Truman:

8. Lastly, “That he might be just, and the justifier of him that believes in Jesus; or, that is of faith of Jesus, ton ek piseos Iesus, that is, of the Christian faith.

God set not forth Christ to due merely for this end, that Sinners might be justified without any more ado, only be sinners. Some have said, “Be but sure of this, that you are sinners, and you may believe you are justified.” The immediate effect of this Satisfaction, as satisfaction, and which is an essential consequent of a satisfaction to Justice, is only this, ‘That, that obstacles being removed, he might be left at liberty to act in the pardon of sinners, in what way, and upon what terms he pleased.’ The immediate effect is, ‘That God might be just, though he should pardon sinners;’ that he might pardon salva justitia; not that he must pardon them, come what will of it; or be unjust: not that sinners should ipso facto be pardoned, the price being undertaken or paid, and accepted. The Justice of God, as a flaming sword, obstructed all treating with us upon any terms of reconciliation whatsoever; and this would have been an eternal bar to all influences and effluxes of favor and bounty whatsoever.
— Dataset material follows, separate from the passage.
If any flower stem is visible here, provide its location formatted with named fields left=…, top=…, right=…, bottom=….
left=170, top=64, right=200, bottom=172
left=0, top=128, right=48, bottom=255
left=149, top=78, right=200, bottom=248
Now this Justice being satisfied (as I have before made out) and this bar and obstacle removed, Divine Grace and Benignity is left at liberty freely to act how it pleases, and in what way, and upon what terms and conditions it thinks meet.

Joseph Truman, The Great Propitiation; or Christ’s Satisfaction and Man’s Justification by it, Upon His Faith; that is Belief of, and Obedience to the Gospel (London: Printed by A. Maxwell, for R. Clavell, in Cross-key Court in Little Britain), 86-87. [Some spelling modernized, some reformatting, and underlining mine.]